Avant de se lancer dans la vie active, il a suivi une formation de menuisier dans une école d’enseignement professionnel de Sète. « Un menuisier peut faire un bon charpentier de marine, mais un charpentier ne pourra pas forcément être menuisier », dit-il aujourd’hui. Cette formation lui a permis d’approfondir sa connaissance du bois – « une matière noble et imprévisible » – et d’acquérir un bagage technique. Durant cet apprentissage, il aurait bien voulu utiliser des machines, mais ses professeurs ne l’entendaient pas de cette oreille : « Aversa, il faut d’abord savoir travailler à la main », s’entend-il répéter à longueur d’année, alors qu’il a accès à toutes sortes d’outils dans le chantier de son père.

« En trois ans d’apprentissage, je n’ai jamais touché une machine ! », s’étonne-t-il encore. Son cap en poche, il souhaite prolonger d’un an sa formation pour mieux appréhender la géométrie et le dessin industriel. « Ce qui m’intéressait, en fait, c’étaient les applications à la construction navale. Mon professeur de dessin m’avait bien prévenu qu’il n’avait pas de compétences particulières pour cela et qu’il pourrait juste valider la présentation et l’exactitude de mon travail, mais j’ai insisté. Il m’a dit d’aller voir le directeur qui a accepté que je fasse une année supplémentaire. C’était gagné ! »

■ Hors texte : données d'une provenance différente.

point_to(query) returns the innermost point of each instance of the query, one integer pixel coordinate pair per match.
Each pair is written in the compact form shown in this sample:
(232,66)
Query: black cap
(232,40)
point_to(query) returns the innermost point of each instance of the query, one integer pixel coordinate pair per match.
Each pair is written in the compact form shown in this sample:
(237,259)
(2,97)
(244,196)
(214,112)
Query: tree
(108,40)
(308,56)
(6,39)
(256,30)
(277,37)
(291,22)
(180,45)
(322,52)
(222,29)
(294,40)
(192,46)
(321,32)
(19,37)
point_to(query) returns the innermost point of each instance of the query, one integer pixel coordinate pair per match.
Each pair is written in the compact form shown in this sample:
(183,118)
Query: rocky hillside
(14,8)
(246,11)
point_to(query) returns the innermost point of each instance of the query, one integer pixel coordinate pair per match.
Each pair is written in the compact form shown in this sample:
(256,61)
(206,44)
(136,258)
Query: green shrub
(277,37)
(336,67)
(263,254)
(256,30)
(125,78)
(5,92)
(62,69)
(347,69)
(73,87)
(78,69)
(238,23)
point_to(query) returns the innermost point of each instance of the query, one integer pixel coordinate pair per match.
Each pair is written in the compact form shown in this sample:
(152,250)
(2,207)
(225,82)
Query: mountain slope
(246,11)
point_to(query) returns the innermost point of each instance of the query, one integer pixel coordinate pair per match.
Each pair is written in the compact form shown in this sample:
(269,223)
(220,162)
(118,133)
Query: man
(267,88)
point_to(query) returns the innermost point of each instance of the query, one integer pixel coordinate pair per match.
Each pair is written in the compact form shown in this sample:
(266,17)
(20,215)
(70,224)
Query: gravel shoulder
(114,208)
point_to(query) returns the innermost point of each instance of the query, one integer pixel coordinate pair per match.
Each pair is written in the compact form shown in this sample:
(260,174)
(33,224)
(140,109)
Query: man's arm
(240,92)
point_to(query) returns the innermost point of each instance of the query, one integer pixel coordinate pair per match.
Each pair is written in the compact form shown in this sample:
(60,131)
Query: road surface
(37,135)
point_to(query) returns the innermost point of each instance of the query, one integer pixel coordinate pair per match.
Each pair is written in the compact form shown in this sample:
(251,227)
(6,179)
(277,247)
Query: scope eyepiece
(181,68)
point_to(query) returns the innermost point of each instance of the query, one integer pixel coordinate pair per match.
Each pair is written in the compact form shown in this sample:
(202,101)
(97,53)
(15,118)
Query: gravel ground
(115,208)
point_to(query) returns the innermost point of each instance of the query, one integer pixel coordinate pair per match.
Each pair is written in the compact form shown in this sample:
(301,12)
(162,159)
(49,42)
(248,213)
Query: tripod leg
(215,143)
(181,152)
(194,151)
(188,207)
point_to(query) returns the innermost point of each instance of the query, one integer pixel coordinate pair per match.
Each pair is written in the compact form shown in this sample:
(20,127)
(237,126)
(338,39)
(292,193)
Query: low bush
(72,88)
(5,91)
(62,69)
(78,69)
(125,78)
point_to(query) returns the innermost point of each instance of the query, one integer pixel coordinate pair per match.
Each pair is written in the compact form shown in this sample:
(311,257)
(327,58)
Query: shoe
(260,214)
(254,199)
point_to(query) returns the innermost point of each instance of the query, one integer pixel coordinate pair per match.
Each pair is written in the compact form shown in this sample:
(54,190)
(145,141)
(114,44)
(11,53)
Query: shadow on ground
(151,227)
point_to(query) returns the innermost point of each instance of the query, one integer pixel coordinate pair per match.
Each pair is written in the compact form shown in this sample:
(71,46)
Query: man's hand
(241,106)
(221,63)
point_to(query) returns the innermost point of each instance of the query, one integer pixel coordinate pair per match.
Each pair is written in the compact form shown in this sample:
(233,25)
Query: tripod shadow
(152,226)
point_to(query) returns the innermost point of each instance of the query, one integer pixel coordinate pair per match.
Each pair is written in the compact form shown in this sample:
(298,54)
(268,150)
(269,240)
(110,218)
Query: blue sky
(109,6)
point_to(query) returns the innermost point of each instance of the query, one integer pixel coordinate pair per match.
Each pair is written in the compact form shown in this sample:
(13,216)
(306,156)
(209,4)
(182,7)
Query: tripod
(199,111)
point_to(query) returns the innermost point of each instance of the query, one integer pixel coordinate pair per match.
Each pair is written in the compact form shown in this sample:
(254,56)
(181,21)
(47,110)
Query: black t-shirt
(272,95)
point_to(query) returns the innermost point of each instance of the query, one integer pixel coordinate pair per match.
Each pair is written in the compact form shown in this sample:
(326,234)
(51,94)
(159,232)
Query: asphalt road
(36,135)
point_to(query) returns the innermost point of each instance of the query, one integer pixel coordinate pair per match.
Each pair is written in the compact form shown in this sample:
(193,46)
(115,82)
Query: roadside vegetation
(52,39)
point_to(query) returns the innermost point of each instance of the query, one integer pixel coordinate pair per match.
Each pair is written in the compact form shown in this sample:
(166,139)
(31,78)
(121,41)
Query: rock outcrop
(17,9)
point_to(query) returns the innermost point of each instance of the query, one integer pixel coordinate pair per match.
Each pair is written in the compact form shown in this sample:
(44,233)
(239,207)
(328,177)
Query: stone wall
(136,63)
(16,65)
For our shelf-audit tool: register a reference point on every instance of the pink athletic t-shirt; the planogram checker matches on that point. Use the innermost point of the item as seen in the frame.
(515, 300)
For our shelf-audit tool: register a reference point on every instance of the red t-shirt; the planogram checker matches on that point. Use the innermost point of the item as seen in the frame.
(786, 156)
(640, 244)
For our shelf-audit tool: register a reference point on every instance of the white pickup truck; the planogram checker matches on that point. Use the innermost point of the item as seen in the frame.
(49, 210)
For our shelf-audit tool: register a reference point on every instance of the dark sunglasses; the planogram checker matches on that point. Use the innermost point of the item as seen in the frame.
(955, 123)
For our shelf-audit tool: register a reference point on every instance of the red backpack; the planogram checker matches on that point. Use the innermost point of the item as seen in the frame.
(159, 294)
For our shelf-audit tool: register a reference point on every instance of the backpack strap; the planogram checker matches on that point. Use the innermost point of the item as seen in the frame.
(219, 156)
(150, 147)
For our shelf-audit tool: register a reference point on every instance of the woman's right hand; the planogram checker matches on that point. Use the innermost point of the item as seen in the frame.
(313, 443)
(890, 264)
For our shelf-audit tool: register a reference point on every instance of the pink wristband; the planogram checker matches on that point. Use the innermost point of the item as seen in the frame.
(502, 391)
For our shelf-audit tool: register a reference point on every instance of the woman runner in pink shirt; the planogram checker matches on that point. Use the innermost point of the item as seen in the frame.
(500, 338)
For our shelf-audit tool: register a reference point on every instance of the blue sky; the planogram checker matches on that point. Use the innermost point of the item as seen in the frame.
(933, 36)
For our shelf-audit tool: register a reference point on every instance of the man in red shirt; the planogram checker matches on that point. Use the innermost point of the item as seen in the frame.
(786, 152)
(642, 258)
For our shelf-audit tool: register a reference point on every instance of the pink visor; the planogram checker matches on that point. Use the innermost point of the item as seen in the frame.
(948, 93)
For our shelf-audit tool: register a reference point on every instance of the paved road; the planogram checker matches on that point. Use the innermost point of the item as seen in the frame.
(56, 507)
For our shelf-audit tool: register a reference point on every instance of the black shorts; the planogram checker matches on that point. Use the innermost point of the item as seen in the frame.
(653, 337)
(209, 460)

Fort de ce savoir, André Aversa entre donc par la grande porte dans le chantier familial et veut y apporter, d’emblée, une touche de modernité. « En 1945, la seule machine électrique que mon père possédait était une scie à ruban, protégée par un toit de tôle. Je lui ai dit, si je travaille ici, on s’équipe de machines électriques, qui sont plus précises. Sinon, je vais voir ailleurs. Après avoir levé les bras au ciel, il a accepté et a investi dans une raboteuse, une dégauchisseuse, une toupie et quelques outils à main. Et comme on ne pouvait pas laisser tout ça sous la pluie, on a aussi construit un premier hangar de 300 mètres carrés. On pouvait enfin travailler au chaud et les jours de pluie. »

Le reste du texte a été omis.